そのため、いわゆる先進国では食育が国の政策に含まれています。


4.日本の食育にあって海外の食育にないもの

 

いわゆる先進国の食育は「国民の健康増進」すなわち栄養教育に最大の重点が置かれています。

これは日本も同じです。

フランスやイタリアのような国では、「食文化の維持・発展」にも重点が置かれています。

日本も同様で、「食文化の維持・発展」をテーマにした食育活動がさかんに行われています。

 

しかし、日本ではもう1つ別の要素にも食育の重点が置かれています。

それは「食料自給率の向上」です。

 

4-1.日本の状況

日本は先進国のなかで食料自給率のもっとも低い国の1つです(※※)。

近年の日本の食料自給率(カロリーベース※※※)は、約40パーセントとなっています。

大雑把にいえば、日本は約6割の食料を海外から輸入していることになります。

 

これだけ多くの食料を輸入に頼っているとなると、そこには2つの不安が生まれます。

1つは、戦争などの理由で食料の輸入ができなくなった場合、どうするのか、という不安。

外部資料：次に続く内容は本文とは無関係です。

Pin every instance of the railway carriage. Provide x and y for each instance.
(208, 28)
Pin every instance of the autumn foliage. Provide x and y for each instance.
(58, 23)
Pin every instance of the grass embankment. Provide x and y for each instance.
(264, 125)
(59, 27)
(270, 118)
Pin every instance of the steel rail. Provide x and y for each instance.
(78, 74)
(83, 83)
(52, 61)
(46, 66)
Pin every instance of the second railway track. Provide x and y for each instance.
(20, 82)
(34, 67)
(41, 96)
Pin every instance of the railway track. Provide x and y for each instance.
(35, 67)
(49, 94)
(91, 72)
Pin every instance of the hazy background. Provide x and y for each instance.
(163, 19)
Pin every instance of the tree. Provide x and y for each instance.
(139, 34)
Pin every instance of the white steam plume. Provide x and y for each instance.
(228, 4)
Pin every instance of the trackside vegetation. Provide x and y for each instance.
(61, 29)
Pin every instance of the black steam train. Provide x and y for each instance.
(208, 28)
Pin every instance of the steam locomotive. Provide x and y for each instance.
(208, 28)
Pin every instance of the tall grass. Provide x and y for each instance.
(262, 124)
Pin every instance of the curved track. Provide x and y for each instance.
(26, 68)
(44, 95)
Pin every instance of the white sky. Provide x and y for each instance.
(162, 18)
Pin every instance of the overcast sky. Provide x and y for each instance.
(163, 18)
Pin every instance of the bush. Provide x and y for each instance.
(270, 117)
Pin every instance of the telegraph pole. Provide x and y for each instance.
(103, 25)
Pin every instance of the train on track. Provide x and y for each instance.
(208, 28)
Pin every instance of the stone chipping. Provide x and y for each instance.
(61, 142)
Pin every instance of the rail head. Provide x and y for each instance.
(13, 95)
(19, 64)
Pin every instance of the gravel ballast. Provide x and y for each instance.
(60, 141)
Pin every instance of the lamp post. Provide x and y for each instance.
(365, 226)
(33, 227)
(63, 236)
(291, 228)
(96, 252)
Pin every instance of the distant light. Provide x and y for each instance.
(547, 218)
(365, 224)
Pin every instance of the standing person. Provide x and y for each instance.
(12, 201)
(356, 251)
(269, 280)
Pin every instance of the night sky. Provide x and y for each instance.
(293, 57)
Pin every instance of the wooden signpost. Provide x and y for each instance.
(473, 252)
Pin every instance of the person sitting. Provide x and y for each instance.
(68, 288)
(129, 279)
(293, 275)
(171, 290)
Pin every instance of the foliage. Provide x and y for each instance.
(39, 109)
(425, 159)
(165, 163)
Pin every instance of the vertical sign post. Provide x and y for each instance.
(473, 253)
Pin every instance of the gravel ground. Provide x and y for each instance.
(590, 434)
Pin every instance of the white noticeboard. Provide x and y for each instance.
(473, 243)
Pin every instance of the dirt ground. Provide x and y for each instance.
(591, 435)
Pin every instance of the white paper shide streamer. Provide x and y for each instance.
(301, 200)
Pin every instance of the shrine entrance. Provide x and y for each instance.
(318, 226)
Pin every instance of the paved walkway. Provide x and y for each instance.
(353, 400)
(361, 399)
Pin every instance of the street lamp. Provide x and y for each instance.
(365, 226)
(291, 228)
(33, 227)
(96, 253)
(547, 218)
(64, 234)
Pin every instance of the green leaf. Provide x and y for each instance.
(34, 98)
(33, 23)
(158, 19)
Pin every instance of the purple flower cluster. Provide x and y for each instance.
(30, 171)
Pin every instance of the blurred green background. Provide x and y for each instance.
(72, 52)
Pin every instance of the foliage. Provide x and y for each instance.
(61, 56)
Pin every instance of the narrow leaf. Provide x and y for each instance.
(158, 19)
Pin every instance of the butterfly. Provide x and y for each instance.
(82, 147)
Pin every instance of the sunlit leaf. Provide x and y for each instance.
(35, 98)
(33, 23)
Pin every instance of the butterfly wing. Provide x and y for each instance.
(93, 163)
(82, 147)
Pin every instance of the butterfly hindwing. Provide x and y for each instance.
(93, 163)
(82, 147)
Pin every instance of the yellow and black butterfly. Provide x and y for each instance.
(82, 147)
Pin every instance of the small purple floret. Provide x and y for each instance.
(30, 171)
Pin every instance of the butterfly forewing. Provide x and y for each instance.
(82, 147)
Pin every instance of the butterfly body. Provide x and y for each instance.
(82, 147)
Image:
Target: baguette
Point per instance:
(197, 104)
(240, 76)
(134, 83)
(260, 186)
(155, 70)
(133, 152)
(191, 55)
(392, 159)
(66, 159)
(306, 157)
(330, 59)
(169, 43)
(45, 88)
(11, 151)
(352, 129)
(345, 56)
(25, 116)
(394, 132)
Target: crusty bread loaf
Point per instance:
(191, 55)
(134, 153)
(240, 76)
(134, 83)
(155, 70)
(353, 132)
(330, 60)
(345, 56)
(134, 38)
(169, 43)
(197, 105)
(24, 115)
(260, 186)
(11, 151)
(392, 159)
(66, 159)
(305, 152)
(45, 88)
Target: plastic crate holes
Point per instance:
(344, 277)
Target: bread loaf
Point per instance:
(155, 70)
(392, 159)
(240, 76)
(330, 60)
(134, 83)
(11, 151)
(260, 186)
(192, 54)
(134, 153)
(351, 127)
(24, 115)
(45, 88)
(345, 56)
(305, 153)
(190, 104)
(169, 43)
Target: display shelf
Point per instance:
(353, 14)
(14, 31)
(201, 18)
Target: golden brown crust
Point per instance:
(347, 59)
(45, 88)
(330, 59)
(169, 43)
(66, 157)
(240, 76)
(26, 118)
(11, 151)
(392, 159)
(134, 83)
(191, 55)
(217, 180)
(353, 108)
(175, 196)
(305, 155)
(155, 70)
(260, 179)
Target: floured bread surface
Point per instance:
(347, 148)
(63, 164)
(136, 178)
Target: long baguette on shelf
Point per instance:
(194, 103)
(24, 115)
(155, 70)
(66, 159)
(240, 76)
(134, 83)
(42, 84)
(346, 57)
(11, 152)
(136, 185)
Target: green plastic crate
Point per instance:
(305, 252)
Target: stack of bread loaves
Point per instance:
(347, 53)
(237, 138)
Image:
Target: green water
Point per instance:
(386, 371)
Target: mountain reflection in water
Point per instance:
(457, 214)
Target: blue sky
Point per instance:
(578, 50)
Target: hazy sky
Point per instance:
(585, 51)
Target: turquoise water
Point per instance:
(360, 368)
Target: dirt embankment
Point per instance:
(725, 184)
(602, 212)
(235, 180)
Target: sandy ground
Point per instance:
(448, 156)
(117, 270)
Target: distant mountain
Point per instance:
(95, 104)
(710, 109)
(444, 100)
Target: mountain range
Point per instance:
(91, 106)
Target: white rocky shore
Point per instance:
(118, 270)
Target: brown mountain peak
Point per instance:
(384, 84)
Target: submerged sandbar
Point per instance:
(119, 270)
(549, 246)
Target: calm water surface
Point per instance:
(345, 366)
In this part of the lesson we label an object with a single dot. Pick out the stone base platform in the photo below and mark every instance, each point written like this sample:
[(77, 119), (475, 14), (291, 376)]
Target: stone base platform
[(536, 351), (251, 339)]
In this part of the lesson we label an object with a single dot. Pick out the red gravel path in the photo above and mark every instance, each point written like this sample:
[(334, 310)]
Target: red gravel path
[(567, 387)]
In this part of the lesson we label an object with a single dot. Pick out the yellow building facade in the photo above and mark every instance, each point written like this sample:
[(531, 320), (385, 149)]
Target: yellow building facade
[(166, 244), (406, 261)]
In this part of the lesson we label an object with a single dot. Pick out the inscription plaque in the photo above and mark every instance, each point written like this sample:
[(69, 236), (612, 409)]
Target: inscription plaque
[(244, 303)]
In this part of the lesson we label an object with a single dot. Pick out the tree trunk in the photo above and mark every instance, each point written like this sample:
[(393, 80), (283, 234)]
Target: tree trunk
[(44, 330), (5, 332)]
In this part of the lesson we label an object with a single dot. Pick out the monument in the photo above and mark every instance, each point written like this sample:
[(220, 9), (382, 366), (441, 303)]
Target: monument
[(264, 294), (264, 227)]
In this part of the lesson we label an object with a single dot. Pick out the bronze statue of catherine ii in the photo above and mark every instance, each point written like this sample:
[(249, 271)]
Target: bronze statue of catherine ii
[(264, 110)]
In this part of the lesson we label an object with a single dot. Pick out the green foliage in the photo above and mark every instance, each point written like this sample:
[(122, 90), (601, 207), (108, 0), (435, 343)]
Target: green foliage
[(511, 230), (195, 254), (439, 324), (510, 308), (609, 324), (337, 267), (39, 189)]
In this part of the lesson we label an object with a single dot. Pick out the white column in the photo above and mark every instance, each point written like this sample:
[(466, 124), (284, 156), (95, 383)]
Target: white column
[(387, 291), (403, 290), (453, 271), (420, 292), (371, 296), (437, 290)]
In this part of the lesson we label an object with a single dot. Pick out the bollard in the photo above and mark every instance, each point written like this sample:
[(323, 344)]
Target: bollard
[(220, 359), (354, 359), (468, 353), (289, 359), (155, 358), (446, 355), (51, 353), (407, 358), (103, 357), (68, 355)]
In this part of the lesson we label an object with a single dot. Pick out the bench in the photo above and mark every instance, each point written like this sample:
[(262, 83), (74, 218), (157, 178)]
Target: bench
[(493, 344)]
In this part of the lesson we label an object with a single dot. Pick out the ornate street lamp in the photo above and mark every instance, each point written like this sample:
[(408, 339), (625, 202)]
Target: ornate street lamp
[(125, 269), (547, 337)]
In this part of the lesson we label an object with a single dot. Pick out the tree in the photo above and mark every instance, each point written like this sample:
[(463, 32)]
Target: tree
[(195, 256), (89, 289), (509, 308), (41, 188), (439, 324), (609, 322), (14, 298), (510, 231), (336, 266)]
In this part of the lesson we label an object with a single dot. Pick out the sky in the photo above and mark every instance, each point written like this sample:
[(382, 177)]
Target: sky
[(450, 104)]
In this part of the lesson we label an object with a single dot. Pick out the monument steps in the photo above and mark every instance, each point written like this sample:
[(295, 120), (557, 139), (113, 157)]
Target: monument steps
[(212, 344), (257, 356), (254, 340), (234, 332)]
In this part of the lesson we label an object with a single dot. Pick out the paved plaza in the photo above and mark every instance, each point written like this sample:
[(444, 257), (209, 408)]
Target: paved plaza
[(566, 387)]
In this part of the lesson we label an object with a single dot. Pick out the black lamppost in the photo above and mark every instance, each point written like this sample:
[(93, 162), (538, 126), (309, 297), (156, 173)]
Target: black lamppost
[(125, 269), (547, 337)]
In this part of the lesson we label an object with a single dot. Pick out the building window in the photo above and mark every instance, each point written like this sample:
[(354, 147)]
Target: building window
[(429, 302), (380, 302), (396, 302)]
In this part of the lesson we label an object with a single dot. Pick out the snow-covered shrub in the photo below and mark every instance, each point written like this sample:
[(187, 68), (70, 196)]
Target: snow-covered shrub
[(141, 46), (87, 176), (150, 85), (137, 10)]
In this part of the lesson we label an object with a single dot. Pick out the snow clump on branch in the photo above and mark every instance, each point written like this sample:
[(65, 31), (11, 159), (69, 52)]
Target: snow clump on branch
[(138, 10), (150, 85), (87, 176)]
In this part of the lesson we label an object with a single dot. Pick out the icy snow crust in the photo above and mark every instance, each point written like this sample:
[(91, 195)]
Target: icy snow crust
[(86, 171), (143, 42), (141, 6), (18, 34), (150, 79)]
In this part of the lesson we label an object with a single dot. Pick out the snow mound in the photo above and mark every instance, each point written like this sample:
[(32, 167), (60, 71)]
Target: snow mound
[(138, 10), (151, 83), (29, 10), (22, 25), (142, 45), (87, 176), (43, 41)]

もう1つは、船であれ航空機であれ海外から食料を輸送するには燃料が必要で、それが資源の消費や二酸化炭素の発生につながる、という不安。

したがって食料自給率を上げることは、日本全体の課題になっています。

 

4-2.そのための食育

日本の食育にも、食料自給率の問題が色濃く反映されています。

国や自治体も、食料自給率を高める施策を展開しています。

結局のところ、こうした施策は

  • 農業振興
  • 国産農産物の推奨(とくにパン食ではなく米飯の推奨)

と深く結びつくことになります。

 

海外では、一般に「食料自給率を不安視する」ことはあまりありません。

この要素は、日本独特のものと言えます。

 

5.まとめ

食育を実施しているほとんどの国では「国民の健康増進」にその重点が置かれています。

フランス、イタリアなどの国では「国民の健康増進」に加え、「食文化の維持・発展」にも重点が置かれていますが、日本もそうした国の1つです。

ただし日本では「国民の健康増進」「食文化の維持・発展」にとどまらず、「食料自給率の向上」にも重点が置かれており、これが日本の食育の特徴となっています。

 

(※)日本の食育の推移(歴史)については、こちらの記事も参考になります。「食育活動の歴史と未来」

(※※)都市国家であるシンガポールは日本よりも食料自給率が低いですが、食料は輸入するという国家方針が明確なため、食料自給率を不安視することはないとされています。

(※※※)食料自給率には、熱量で計算する「カロリーベース」と金額で計算する「生産額ベース」があります。